Another reason is type safety. If a function receives as argument an int *
you cannot pass a pointer to char
(a string) there. You'd get a warning (an error with -Werror
/ -pedantic-errors
). Consider this (dummy) code:
void test(int *x)
{
}
int main()
{
char *x = "xyz";
test(x);
return 0;
}
Compiling (using gcc (GCC) 4.8.2 20131017 (Red Hat 4.8.2-1)
) gives:
1.c: In function ‘main’:
1.c:8:2: warning: passing argument 1 of ‘test’ from incompatible pointer type [enabled by default]
test(x);
^
1.c:1:6: note: expected ‘int *’ but argument is of type ‘char *’
void test(int *x)
^
So, why do we need to declare its type?
You want to know the type of the pointer so you can do static type checking.
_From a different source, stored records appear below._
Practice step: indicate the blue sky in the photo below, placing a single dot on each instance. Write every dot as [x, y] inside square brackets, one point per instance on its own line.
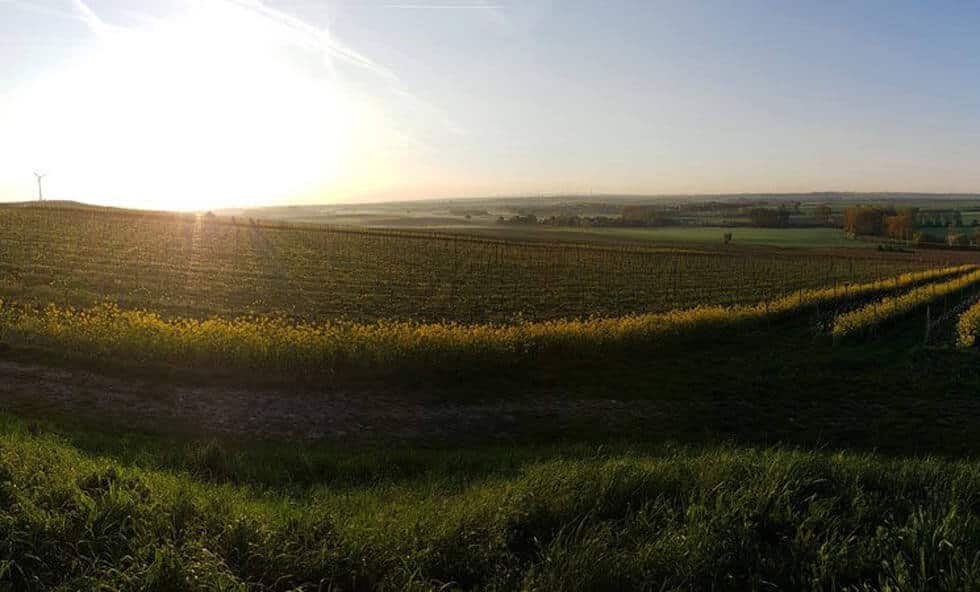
[180, 104]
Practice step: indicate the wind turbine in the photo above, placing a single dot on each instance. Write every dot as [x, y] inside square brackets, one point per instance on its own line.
[40, 194]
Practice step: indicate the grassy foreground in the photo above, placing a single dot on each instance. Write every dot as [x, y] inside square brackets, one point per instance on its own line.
[210, 516]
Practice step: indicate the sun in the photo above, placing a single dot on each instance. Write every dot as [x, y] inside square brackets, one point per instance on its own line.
[214, 107]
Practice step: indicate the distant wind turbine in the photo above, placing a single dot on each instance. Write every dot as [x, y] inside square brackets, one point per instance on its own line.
[40, 193]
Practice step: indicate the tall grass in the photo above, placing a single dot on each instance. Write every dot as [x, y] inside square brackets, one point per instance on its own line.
[861, 320]
[678, 519]
[272, 345]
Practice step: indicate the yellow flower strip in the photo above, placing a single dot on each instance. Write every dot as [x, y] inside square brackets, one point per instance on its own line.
[108, 333]
[862, 319]
[968, 326]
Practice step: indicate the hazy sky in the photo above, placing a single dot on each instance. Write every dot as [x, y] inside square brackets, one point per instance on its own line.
[192, 104]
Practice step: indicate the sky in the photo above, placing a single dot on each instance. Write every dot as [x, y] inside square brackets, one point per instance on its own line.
[196, 104]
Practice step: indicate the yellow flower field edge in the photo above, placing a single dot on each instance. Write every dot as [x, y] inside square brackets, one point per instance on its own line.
[858, 321]
[968, 326]
[274, 346]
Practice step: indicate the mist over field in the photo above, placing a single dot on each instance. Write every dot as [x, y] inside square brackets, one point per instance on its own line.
[309, 296]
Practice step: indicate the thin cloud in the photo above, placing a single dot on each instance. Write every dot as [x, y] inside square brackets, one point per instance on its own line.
[88, 16]
[36, 8]
[316, 37]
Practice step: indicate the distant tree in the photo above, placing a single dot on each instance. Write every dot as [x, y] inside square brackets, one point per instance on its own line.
[900, 225]
[822, 214]
[864, 220]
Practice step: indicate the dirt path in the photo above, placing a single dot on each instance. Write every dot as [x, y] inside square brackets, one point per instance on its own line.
[841, 419]
[275, 413]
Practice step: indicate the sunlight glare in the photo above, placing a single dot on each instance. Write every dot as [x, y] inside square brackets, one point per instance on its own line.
[217, 107]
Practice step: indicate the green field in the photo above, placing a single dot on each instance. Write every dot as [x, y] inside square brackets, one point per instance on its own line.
[196, 403]
[188, 265]
[829, 238]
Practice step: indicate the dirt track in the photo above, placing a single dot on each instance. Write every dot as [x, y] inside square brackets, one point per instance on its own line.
[842, 418]
[332, 415]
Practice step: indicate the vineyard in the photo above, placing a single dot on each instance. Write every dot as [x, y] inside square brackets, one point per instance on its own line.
[197, 267]
[197, 403]
[288, 302]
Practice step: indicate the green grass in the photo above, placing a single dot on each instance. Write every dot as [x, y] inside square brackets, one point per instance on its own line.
[667, 518]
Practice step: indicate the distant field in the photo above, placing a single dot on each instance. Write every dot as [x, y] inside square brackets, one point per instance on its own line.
[707, 235]
[193, 266]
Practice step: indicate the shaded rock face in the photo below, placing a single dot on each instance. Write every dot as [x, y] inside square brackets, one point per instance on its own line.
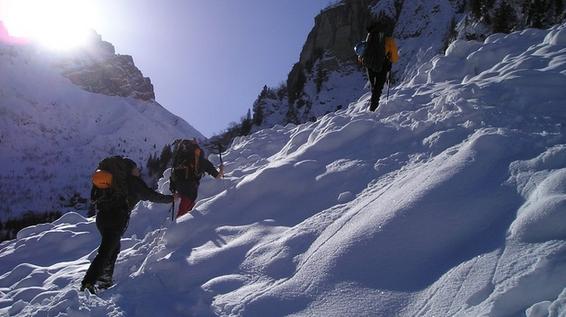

We also need to know the type in order for pointer arithmetic to work, for example when we index into an array(which is equivalent to pointer arithmetic) of different size types the pointer will be adjusted by a type dependent amount. If we look at the draft C99 standard section 6.5.6
Additive operators says (emphasis mine):
For addition, either both operands shall have arithmetic type, or one operand shall be a pointer to an object type [...]
So the pointer needs to be an object type, which means not incomplete or void.
You also said:
address occupies same amount of memory whatever may be the type. So, why do we need to declare its type?
This is not always true in C++ the size of pointers to member functions can change depending on the class type, one of the good articles that covers this is Pointers to member functions are very strange animals.
Furthermore we can see that both the C99 draft standard section section 6.2.5
Types paragraph 27 which says:
[...] Pointers to other types need not have the same representation or alignment requirements.
and the draft C++ standard section 3.9.2
Compound types paragraph 3 says:
[...] The value representation of pointer types is implementation-defined. Pointers to cv-qualified and cv-unqualified versions (3.9.3) of layout-compatible types shall have the same value representation and alignment requirements (3.11). [...]
do not require pointers to have the same representation except in specific cases.
You need to specify the type as the standard demands so. Moreover, so that there are no issues when you try to perform pointer arithmetic like addition or subtraction.